JCCR : Nous sommes convaincus chez Coénove qu’il faut sortir des énergies fossiles et accélérer la rénovation des bâtiments. S’il s’agit d’une grande concertation pour réfléchir aux progrès et accélérations que nous pouvons mettre en oeuvre pour la décarbonation du bâtiment, cela nous semble vertueux et nous y participerons. En revanche, nous alertons sur les conséquences délétères que pourrait avoir une interdiction brutale de la chaudière gaz, alors même que c’est un équipement performant.
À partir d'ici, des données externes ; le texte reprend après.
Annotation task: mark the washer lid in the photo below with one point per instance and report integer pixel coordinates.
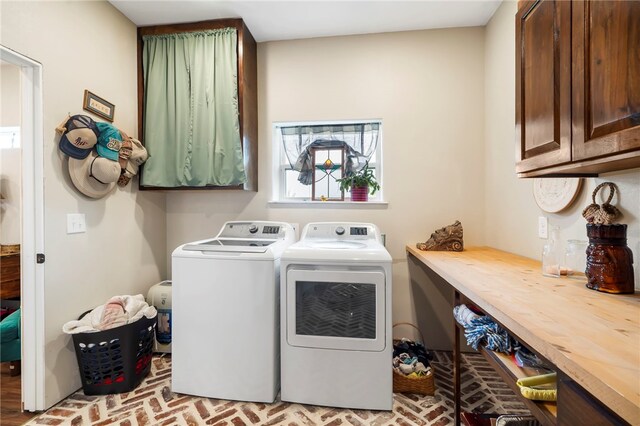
(234, 245)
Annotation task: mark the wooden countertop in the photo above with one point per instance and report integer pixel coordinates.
(592, 337)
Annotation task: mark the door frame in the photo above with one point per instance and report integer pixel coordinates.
(32, 229)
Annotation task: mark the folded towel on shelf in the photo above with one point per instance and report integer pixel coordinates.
(119, 310)
(483, 330)
(464, 315)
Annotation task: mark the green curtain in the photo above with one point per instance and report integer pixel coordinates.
(191, 124)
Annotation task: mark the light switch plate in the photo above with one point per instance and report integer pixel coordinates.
(76, 223)
(543, 227)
Surtout que le gaz se verdit et sera à terme 100 % renouvelable et produit en France.
CFP : Vous n’êtes donc pas inquiet ?
JCCR : S’il s’agit d’une concertation, cela nous semble logique d’y participer. S’il s’agit de stigmatiser les équipements performants comme la chaudière au gaz naturel, bon marché et utilisée par plus de 12 millions de ménages en France, nous sommes inquiets.
CFP : En parlant du biogaz, d’après les objectifs de la PPE 2018-2023, il devait atteindre 6 à 7 TWh à fin 2023. Est-on dans les clous ?
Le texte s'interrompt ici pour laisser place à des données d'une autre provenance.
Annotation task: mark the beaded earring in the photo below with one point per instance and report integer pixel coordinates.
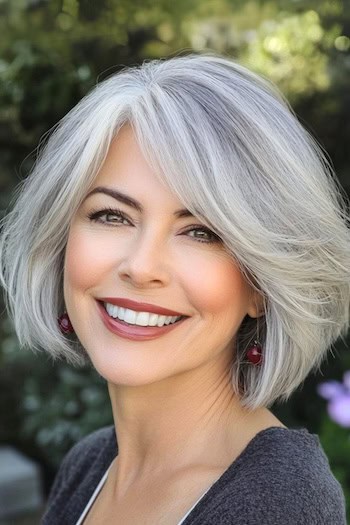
(65, 324)
(254, 353)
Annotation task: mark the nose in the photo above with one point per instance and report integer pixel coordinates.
(144, 263)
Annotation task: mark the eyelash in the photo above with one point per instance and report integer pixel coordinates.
(95, 216)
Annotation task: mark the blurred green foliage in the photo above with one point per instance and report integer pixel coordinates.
(52, 52)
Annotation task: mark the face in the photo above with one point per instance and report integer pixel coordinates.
(129, 242)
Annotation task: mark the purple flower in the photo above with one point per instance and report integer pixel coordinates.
(338, 397)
JCCR : Cet objectif est d’ores et déjà atteint. Le biogaz est la seule énergie renouvelable qui a atteint et dépassé ces objectifs à fin 2022. Fin 2023, la production de biogaz atteindra entre 9 et 15 TWh, ce qui représentera 2 % de la consommation dans les réseaux en France. Non seulement il y aura une réduction de la consommation de gaz car la filière fournit des efforts de sobriété, mais en plus on soutient la trajectoire de production de biogaz. La loi de transition énergétique pour la croissance verte – qui date de 2015 – avait initialement souhaité un rehaussement des objectifs à 20 % de biogaz dans la consommation en 2030. Cet objectif de 20 % serait un pas significatif à franchir pour tendre vers les 100 % de biogaz en 2050. On réclame donc des soutiens financiers ou des mesures d’accélération, réglementaires par exemple, des pouvoirs publics dans le but d’accélérer les projets pour qu’ils se concrétisent. Nous sommes en contact avec les pouvoirs publics avec notamment France Gaz Renouvelable qui est le principal porteur de ce discours que nous relayons.
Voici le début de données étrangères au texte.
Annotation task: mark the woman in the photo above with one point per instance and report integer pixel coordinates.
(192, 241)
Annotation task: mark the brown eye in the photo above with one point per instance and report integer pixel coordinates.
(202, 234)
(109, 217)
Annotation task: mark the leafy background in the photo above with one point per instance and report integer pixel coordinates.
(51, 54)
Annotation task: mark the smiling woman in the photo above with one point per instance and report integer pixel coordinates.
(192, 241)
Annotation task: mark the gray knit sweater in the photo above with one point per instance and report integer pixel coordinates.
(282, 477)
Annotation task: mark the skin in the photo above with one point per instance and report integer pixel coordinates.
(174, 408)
CFP : Quand en saurons-nous plus ?
JCCR : Tout va se jouer à l’été et à l’automne prochains dans les négociations de la future feuille de route au parlement pour les trajectoires des PPE 2023-2028 et 2028-2033. Le potentiel de production de gaz vert et décarboné est très présent en France, grâce à la méthanisation, la pyrogazéification et la gazéification hydrothermale. Ce sont des technologies qui méritent d’être soutenues. Le potentiel est de 420 TWh de biogaz d’ici 2050, ce qui est supérieur à la consommation de gaz projetée à cette date. On voit que la France pourrait être entièrement autonome en gaz produit localement pour alimenter les différents secteurs : industrie, agriculture, mobilité et bien entendu le bâtiment. Cela serait un vrai atout pour le pays d’atteindre l’autonomine énergétique dans ce domaine car le vecteur gaz est stockable, renouvelable et en plus produit par des emplois locaux. Le développement du biogaz apportera résilience et flexibilité à notre système énergétique.
CFP : Sur quelles actions souhaitez-vous mettre l’accent lors de votre présidence ?
JCCR : Nous portons trois grandes convictions. La décarbonation du secteur du bâtiment – qui passera par la complémentarité des énergies : des électrons décarbonées associés à des molécules de gaz vert stockables et locales –, le verdissement du gaz et la sortie des énergies fossiles. La filière du gaz dans le bâtiment innove. Le potentiel est énorme puisque la moitié des foyers peuvent passer d’une chaudière classique à une chaudière TPHE. Cela serait immédiatement 30 % d’économies d’énergie et de gain de gaz à effet de serre. Sans oublier l’hybridation des systèmes qui permet jusqu’à 70 % de baisse de consommation. Le marché de la Pac hybride est certes encore un marché de niche en France – autour de 3 000 pièces –, mais il a un énorme potentiel.
CFP : Avez-vous une crainte quant à l’électrification massive du chauffage ?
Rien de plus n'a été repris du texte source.